I’m posting the column that was scheduled to run in this week’s Harvard Independent… until the issue was canceled. This is an elaboration of my views on the unpaid internship debate, which has been a hot topic on the HPRgument lately. See Max’s initial post and my response.
Serfs Up! – Unpaid Interns and the Culture of Dependence
The Obama administration has resolved to crack down on for-profit employers who take advantage of their interns, neither paying them nor offering relevant training and experience. Arguments in favor of this decision abound. Of course employers should pay for work from which they gain—otherwise we’ll enable their inefficiency. And everyone will benefit when employers try to get their money’s worth by training interns to contribute in substantive ways. Finally, the prevalence of unpaid internships hurts students who can’t afford to take
them, and who therefore have a narrower range of possible experiences than their wealthier friends.
But my preferred argument against unpaid internships is this: when you’re getting up to 20, 22, even 25-years-old, like one unpaid colleague of mine last summer, it’s time to cut the cord already. At some point, rich kids need to stop relying on their parents to bail them out—to stop capitalizing on the fact that, in Mommy and Daddy’s minds, they’re too big to fail.
Ironically, this culture of dependence can be traced to the same sources as the better-known culture of greed. Among a certain segment of the economic and educational elite, a generation of high-achievers has been raised on inflated conceptions of their own brilliance and importance—lavished with SAT tutors, private college counselors, personal trainers, and prescription-happy psychologists. Even those who have been deprived of such luxuries know what I’m talking about: the overwhelming expectations of families, friends, and teachers; the drive for “success” without taking care to define the term; the sense that we’re going to do something great—down the line, eventually, not soon enough.

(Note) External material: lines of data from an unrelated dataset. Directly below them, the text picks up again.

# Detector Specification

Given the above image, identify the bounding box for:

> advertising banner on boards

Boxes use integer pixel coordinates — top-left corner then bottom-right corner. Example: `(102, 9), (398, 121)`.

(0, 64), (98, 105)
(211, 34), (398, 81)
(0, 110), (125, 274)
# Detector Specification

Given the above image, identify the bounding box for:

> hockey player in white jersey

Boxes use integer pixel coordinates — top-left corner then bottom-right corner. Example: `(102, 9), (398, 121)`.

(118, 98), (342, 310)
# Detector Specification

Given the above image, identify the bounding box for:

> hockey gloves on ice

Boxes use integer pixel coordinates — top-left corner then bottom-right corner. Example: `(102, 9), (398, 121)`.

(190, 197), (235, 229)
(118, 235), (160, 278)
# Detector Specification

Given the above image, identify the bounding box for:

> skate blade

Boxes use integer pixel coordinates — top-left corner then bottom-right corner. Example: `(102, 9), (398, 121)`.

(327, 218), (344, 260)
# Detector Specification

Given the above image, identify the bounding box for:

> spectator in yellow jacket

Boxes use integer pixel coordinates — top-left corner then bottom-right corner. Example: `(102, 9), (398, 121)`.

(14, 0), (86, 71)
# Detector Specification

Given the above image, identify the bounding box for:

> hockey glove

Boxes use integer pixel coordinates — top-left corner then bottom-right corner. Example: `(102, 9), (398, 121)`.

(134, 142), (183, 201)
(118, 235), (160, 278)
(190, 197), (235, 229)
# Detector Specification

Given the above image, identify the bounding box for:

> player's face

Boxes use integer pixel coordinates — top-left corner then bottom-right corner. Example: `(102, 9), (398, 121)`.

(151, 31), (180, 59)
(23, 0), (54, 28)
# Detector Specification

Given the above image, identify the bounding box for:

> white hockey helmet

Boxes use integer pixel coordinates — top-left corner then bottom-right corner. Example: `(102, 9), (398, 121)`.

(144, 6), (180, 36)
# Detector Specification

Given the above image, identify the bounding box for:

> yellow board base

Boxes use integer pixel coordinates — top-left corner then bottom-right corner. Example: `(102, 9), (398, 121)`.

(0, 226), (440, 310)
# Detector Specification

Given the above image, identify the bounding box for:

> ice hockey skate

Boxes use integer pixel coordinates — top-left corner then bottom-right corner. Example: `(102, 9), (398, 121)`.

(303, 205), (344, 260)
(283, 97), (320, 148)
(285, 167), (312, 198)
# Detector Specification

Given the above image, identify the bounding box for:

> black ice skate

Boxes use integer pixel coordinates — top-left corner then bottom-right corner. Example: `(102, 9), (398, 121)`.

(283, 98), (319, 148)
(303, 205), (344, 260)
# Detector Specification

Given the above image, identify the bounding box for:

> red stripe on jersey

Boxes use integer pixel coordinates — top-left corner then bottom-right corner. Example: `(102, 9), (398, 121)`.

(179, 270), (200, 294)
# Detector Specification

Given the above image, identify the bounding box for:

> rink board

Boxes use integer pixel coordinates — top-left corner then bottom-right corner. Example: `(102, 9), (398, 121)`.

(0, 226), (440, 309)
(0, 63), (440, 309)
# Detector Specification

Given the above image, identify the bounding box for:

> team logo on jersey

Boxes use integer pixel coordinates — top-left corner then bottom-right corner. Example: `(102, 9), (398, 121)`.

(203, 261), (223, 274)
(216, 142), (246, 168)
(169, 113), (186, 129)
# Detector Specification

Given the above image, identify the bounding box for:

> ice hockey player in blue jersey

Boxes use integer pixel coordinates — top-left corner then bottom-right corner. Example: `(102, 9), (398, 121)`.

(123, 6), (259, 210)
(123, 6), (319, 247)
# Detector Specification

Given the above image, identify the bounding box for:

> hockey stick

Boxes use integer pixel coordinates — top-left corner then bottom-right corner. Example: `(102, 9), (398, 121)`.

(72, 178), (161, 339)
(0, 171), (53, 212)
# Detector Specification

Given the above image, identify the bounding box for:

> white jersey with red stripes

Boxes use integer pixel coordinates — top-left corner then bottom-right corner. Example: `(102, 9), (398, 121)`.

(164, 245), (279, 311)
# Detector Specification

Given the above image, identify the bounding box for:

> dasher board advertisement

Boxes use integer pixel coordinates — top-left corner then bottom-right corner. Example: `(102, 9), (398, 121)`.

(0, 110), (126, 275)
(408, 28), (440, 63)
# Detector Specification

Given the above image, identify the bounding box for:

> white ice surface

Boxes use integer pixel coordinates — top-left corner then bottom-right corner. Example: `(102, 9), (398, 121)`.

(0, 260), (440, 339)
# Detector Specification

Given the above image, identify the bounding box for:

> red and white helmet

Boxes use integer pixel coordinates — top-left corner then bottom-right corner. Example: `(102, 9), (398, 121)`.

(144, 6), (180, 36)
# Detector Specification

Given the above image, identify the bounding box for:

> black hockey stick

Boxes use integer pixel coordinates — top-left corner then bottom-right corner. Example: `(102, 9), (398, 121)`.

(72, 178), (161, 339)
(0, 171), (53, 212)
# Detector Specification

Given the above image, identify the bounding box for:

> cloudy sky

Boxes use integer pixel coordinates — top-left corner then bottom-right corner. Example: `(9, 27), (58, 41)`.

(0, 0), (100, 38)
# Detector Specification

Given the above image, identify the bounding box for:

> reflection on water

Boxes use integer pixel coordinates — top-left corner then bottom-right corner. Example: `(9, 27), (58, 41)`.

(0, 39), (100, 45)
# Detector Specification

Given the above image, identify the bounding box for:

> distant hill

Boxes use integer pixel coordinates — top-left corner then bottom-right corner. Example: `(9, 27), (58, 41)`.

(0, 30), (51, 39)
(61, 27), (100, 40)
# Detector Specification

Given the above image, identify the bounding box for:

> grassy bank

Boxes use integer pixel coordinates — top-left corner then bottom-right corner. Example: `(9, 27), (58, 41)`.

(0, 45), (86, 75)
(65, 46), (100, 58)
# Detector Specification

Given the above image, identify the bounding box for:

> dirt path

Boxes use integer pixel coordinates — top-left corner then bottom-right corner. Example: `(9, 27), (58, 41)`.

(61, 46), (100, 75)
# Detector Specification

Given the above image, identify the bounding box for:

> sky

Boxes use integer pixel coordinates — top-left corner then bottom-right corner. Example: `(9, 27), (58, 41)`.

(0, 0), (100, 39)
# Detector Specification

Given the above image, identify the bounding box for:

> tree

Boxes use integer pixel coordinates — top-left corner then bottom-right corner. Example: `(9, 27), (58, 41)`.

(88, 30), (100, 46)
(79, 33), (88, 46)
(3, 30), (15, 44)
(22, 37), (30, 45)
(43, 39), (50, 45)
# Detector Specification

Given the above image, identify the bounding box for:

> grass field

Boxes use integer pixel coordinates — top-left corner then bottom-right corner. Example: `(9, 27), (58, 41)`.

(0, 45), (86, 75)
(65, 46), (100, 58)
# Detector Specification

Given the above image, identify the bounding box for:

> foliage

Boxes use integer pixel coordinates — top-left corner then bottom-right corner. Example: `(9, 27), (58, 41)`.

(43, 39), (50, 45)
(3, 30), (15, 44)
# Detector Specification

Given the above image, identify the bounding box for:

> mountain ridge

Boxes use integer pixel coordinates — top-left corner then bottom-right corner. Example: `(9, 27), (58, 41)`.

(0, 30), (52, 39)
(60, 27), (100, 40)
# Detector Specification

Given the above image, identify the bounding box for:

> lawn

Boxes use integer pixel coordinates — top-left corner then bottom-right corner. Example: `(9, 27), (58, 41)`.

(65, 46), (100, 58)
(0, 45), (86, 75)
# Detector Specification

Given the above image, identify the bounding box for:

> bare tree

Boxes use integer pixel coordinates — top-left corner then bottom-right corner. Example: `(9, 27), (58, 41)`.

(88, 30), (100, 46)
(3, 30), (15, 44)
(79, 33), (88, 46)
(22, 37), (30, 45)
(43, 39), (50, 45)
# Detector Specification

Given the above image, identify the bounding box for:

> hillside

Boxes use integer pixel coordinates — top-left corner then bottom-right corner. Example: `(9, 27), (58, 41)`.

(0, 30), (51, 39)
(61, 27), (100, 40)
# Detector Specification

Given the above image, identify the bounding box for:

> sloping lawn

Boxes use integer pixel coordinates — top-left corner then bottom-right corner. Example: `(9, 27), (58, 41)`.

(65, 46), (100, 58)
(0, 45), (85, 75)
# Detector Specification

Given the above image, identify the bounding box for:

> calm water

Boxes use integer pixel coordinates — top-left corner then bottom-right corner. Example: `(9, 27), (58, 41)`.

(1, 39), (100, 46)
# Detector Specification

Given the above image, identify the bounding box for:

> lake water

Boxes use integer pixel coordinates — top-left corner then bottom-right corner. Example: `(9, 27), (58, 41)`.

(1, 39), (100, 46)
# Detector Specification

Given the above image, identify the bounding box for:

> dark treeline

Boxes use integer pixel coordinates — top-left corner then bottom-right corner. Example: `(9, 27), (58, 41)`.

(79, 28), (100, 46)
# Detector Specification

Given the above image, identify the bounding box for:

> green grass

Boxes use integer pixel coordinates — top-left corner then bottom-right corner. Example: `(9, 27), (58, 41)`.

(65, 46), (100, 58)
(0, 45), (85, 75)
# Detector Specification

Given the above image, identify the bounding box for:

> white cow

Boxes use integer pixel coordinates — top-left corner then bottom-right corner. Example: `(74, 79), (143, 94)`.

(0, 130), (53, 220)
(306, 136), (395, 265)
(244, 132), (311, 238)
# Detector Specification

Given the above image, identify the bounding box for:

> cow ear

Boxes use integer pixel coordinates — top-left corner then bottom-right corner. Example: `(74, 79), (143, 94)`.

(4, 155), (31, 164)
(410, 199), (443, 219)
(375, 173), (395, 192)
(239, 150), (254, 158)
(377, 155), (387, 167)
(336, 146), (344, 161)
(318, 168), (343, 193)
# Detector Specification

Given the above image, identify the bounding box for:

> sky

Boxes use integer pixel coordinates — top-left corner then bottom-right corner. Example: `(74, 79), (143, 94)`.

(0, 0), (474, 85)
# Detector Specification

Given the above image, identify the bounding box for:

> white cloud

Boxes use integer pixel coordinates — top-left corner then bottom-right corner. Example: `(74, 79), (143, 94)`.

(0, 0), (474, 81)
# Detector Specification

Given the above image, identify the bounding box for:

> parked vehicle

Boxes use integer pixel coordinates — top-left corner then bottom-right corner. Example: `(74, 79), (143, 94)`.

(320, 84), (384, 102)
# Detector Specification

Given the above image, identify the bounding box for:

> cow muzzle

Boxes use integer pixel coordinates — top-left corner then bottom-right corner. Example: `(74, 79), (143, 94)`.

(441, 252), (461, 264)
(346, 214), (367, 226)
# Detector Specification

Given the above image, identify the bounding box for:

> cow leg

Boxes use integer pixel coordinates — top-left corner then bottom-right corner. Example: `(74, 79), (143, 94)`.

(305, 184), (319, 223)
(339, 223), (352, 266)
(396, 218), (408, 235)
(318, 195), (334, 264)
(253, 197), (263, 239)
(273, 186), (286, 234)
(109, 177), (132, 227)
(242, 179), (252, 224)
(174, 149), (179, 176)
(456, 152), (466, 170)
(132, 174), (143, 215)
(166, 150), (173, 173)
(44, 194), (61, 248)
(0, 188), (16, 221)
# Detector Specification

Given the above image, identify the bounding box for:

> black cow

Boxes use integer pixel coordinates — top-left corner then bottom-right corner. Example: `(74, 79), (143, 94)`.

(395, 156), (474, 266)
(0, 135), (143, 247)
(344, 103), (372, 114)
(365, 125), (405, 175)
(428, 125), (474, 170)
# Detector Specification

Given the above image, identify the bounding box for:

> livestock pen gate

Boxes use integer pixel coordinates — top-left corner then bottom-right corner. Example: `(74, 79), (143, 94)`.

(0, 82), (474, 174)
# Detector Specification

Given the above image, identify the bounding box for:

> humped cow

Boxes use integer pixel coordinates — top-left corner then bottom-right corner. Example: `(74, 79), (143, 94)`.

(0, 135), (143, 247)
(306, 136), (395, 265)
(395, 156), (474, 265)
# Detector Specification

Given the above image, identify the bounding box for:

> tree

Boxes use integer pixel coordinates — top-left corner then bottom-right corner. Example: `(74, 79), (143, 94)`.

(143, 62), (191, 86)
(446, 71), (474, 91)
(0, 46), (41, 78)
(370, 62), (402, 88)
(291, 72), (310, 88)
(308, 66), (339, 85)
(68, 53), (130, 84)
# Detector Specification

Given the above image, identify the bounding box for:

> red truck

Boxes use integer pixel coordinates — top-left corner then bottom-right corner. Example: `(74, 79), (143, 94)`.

It’s obvious how all these things conspire to lead us into temptation, attracting us to careers in which “success,” if defined economically at least, can be most immediate. Less obvious, perhaps, is how these same cultural factors—the self-importance, the dreams of a golden future—can serve to justify not making any money at all. From the student’s perspective, present-day dependence can be excused by the anticipation of future fortunes—after I go to law school, after my talent is recognized, after my work is published, after my big break. From the parent’s perspective, paying for rent in Williamsburg seems a rather modest cost compared to four years (or perhaps 20?) of private-school tuition. Why stop the gravy train now, when Junior is so close to breaking through?
The idea that Junior ought to live within his means, earn his keep, and learn how to manage a budget is a foreign one. To force a decline in the comfort and style to which he has grown accustomed is thought unconscionable. Last month, The Crimson’s James McAuley lent his support to profligacy among Harvard’s economic elite, praising it in the name of “honesty.” “Our wealthier peers,” he wrote, “should have no qualms about exercising the spending habits with which they were raised and that many of them will resume practicing immediately upon kissing Fair Harvard goodbye.” McAuley wants to liberate those who, out of respect and decency, have refrained from flaunting their wealth in the face of their classmates. As one letter-writer alleged, McAuley assumes that all rich people secretly want to “rent stretch-Hummers and spray Dom and Henny on us poor plebs.” And he wants them to feel good about doing it.
But if you’ve got it, does it really follow that you should flaunt it? College students of an earlier generation didn’t seem to think so. Roughing it used to be a source of pride. It was once kind of cool to live in unglamorous neighborhoods, gather in cramped flats, search for deals on microwavable mac-and-cheese, and frequent dollar draft nights at local dive bars. For spring break, our parents went on road trips in old junkers. Their kids jet off to Mexico or the Caribbean.
McAuley praises honesty, yet it’s anything but honest to spend someone else’s money as if you earned it. College graduates should make their own way in life, relying on their talents and energies to attain the living standards they desire. And college students should prepare for this struggle by earning money in the summertime. To do otherwise is to perpetuate class privilege, and a lazy sort of privilege at that. We all stand on the shoulders of those who came before us, but we shouldn’t just get a piggyback ride.